Monday, November 30, 2009

Art that feasts on Tiffin boxes

Dabbawala acts as a starter to the contemporary Indian art feast, proclaimed writer Silvia Radan of The Khaleej Times in a recent essay.

Talented artist Valay Shende’s Dabbawala was selected as an opening piece in a major show of the modern & contemporary Indian art retrospective, entitled ‘‘Spectrum’, in Abu Dhabi. The dabbawala, the tiffin box carrier is Mumbai’s highly efficient system of carrying and serving lunch to office goers.

The home cooked food, packed in a box is given to a carrier, who ensures it reaches the right person at the right time.
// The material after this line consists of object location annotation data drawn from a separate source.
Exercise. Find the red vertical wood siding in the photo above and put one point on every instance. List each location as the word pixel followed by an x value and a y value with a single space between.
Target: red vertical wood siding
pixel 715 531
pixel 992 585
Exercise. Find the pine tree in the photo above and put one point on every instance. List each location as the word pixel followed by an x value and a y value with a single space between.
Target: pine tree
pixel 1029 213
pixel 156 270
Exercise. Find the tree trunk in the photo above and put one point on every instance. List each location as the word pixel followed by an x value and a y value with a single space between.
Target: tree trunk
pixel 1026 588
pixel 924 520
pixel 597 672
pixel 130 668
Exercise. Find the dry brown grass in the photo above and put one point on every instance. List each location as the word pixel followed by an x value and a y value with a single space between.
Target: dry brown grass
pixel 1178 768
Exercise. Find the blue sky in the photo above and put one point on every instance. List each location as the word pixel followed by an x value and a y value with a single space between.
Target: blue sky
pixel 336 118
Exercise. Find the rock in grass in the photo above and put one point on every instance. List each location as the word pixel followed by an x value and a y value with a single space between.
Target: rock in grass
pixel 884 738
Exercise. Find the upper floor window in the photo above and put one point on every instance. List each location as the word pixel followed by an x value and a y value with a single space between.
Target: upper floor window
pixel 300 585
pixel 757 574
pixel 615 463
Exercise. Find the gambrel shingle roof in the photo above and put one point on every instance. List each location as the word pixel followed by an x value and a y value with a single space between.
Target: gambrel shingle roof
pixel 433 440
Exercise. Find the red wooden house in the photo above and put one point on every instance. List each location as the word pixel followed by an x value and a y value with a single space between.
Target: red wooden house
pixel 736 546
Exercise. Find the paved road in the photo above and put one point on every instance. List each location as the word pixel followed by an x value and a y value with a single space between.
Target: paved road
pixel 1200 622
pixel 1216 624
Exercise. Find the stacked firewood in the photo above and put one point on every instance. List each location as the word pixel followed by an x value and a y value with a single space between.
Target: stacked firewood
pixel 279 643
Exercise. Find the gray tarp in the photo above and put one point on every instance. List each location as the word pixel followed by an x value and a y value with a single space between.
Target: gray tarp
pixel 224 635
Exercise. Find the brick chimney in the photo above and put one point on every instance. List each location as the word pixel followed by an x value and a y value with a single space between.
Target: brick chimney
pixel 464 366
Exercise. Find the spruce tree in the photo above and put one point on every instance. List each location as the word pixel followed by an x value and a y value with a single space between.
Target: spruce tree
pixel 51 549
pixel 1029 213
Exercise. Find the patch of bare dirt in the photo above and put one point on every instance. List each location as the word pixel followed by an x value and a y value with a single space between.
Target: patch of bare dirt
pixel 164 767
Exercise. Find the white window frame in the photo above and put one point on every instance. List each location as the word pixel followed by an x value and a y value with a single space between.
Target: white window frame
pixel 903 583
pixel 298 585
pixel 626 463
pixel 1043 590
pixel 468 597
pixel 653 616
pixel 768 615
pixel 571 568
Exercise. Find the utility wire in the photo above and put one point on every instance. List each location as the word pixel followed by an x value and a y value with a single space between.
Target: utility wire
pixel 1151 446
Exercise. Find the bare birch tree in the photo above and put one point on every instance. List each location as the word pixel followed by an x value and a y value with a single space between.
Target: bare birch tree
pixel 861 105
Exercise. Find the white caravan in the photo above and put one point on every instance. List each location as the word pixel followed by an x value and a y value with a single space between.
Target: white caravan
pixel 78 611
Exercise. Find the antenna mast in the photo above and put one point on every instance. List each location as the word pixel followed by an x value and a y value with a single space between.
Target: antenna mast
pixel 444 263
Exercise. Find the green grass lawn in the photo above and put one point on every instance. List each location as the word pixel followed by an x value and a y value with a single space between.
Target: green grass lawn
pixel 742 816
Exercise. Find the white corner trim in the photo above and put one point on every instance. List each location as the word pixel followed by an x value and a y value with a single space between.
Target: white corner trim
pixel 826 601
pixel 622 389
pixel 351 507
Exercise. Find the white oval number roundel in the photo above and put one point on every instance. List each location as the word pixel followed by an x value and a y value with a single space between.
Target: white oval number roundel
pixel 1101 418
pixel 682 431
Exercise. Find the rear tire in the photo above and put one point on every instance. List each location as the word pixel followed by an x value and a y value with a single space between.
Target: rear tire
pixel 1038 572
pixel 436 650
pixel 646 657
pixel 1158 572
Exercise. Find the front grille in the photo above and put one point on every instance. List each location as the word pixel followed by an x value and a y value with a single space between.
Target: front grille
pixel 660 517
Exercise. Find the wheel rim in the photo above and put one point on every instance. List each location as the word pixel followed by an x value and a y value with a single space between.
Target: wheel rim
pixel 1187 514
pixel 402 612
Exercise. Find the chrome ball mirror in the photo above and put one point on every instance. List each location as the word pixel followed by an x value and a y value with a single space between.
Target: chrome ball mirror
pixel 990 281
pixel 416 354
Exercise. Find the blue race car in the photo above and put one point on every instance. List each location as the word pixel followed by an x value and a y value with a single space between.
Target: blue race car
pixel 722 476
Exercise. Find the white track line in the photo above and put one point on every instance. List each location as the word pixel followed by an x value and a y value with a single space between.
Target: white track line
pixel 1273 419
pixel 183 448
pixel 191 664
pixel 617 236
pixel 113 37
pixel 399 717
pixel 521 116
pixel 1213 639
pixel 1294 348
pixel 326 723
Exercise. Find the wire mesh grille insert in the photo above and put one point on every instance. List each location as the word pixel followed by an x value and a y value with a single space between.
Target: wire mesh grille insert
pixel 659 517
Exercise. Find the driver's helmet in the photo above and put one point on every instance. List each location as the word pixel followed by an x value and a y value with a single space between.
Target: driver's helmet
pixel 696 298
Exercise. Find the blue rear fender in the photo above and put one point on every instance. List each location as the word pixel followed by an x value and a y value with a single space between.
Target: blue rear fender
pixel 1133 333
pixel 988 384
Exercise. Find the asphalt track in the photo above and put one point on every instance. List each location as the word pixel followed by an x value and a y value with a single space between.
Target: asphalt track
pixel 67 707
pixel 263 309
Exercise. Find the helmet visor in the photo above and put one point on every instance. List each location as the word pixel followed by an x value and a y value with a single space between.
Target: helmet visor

The complexity and efficiency of the system impressed even Prince Charles so much that he invited a few dabbawalas as guests to his wedding ceremony.“

The dabbawala has been perfected to such details that some may call it a work of art, but how can it actually be translated into art, worthy of an international exhibition? The news report provides the answer by mentioning, "If you ask talented artist Valay Shende, he will tell you to create a copper and golden looking metal sculpture of a standing man in front of his bicycle, the man “dressed” in traditional Mumbai attire, made out of small watches and his bicycle packed with “boxes” in the shape of a human stomach."

The art exhibition was recently set up in a new improvised gallery at Emirates Palace.The Indian Embassy had organized it in cooperation with the Abu Dhabi Authority for Culture & Heritage as a gesture of friendship and deepening relations between Emiratis and Indians.

Incidentally, Bose Krishnamachari's ‘GHOST/TRANSMEMOIR' includes over 100 metal cans used by the city's famous delivery men of Tiffin boxes. In this compelling installation the lunch boxes are mounted on iron scaffolding and contain LCD monitors. The tangle of wires, hand straps, headphones and metal containers is a play on the indomitable spirit and energy of the people of Mumbai, a city constantly on the move.